Bologna, 10 ottobre 2017 – Un parterre de roi, uno scopo nobile: raccogliere fondi per la salvaguardia dei mari e degli oceani del mondo. Il 5 e 6 ottobre scorsi, a Malta, c’era anche una delegazione del Laboratorio di Biologia Marina e Pesca di Fano dell’Università di Bologna. L’occasione era di quelle importanti: la quarta edizione della conferenza internazionale ‘Our Ocean’.

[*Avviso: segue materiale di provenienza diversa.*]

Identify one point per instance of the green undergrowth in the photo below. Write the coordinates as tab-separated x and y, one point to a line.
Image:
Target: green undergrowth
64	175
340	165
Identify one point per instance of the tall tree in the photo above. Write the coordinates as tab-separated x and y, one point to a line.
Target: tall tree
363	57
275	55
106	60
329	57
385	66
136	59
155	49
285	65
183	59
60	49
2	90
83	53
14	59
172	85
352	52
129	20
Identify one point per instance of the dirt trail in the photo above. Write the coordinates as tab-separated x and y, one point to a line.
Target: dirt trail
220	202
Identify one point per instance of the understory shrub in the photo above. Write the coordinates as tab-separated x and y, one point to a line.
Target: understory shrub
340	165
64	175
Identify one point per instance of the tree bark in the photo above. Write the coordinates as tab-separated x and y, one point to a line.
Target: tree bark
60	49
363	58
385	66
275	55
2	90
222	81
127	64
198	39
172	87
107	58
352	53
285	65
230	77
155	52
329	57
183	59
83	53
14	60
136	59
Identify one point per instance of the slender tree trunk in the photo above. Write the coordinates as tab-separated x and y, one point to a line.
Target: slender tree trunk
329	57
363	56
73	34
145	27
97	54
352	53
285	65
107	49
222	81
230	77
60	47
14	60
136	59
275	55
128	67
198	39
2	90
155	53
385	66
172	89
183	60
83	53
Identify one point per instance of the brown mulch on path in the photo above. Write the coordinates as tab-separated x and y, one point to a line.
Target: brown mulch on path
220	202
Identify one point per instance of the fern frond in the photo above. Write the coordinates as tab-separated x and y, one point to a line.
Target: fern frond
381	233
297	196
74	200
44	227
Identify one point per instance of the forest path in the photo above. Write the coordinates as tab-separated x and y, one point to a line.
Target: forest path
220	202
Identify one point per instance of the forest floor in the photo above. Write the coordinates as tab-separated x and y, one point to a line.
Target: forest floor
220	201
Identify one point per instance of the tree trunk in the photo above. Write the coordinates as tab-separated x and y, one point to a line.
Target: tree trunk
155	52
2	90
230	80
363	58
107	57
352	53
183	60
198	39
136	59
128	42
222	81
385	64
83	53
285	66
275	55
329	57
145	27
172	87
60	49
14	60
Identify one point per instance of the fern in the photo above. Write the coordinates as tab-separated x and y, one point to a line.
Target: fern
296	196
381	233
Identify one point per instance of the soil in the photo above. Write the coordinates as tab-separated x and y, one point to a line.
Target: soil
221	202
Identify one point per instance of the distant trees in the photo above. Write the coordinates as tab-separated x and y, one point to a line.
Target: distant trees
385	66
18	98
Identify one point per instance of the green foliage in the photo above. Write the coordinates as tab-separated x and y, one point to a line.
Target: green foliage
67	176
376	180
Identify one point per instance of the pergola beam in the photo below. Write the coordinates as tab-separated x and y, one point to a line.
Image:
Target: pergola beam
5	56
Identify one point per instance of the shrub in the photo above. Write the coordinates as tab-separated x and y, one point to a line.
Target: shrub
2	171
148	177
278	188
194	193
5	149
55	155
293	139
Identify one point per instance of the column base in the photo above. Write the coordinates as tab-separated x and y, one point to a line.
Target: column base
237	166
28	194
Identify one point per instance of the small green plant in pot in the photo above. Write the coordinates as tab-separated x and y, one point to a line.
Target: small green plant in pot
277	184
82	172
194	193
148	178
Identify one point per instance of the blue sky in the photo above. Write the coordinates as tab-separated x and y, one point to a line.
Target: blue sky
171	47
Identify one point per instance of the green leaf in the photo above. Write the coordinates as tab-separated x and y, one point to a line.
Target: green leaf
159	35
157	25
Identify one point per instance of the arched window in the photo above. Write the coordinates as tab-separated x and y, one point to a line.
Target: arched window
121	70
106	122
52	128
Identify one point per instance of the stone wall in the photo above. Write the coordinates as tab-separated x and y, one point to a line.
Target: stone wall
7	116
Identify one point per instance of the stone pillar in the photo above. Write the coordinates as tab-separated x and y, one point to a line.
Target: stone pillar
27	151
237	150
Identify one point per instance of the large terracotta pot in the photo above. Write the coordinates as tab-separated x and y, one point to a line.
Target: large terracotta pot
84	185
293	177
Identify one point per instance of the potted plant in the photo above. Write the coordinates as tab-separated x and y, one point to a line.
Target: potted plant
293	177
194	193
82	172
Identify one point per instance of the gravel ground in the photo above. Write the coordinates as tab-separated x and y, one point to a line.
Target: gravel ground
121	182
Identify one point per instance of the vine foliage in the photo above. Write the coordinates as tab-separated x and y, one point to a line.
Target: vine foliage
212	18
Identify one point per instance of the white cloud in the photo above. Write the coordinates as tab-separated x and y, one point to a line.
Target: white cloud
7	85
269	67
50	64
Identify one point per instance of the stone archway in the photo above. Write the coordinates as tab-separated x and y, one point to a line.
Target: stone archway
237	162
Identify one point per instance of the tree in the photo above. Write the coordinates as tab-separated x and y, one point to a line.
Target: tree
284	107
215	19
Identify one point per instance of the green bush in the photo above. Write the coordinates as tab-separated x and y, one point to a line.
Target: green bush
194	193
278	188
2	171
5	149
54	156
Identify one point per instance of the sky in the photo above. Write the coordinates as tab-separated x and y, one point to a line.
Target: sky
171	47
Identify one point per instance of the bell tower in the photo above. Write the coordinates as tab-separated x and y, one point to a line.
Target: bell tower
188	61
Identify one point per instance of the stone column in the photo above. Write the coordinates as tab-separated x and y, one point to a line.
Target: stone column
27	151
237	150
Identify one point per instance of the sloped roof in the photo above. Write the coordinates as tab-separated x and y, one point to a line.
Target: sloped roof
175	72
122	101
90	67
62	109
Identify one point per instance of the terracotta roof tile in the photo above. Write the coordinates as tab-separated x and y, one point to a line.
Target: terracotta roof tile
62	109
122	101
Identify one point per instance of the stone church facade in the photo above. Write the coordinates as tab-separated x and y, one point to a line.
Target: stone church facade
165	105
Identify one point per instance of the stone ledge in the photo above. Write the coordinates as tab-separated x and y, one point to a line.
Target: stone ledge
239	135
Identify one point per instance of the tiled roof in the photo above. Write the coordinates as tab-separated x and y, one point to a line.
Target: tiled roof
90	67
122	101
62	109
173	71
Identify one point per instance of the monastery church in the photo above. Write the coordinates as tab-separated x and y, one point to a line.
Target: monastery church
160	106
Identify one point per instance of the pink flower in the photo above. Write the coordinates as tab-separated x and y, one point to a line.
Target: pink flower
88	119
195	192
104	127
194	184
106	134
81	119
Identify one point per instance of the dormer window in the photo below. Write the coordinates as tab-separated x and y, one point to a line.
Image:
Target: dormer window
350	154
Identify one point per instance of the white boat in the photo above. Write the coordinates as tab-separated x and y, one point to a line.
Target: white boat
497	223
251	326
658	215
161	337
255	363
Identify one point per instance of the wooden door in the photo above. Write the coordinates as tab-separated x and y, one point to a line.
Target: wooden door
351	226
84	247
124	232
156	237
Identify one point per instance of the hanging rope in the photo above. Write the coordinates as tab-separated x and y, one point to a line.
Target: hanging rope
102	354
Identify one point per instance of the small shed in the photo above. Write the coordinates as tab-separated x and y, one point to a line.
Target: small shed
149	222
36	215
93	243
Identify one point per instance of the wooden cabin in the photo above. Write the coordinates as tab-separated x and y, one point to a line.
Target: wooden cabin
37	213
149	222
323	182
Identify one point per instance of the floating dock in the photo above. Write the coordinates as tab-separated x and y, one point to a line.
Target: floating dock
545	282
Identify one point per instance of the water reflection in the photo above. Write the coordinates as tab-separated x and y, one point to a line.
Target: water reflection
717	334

Pubblico e relatori selezionatissimi. Hanno partecipato all’evento imprese, Ong, fondazioni e oltre cinquanta capi di Stato o di Governo e ministri, tra cui i principi Carlo d’Inghilterra e Alberto II di Monaco, l’ex segretario di Stato Americano, John Kerry, e la vicepresidente della Commissione Europea, Federica Mogherini.

Davanti a una platea di questo tipo i ricercatori dell’Alma Mater hanno presentato ‘Sea Sentinels – Divers United for the Environment, un’iniziativa che coinvolge gli amanti del mare, dai bagnanti ai sub, nella raccolta di dati sulla biodiversità e, dunque, sulla salute del mar Mediterraneo.

Nel corso di ‘Our Ocean’ sono stati 400 i progetti che hanno raccolto promesse di finanziamento per un totale di oltre 6 miliardi di euro. Gli obiettivi? Ridurre l’inquinamento marino, favorire l’economia blu e contrastare i cambiamenti climatici. E tra questi 400 progetti', c'è anche il 'bolognese' Sea Sentinels.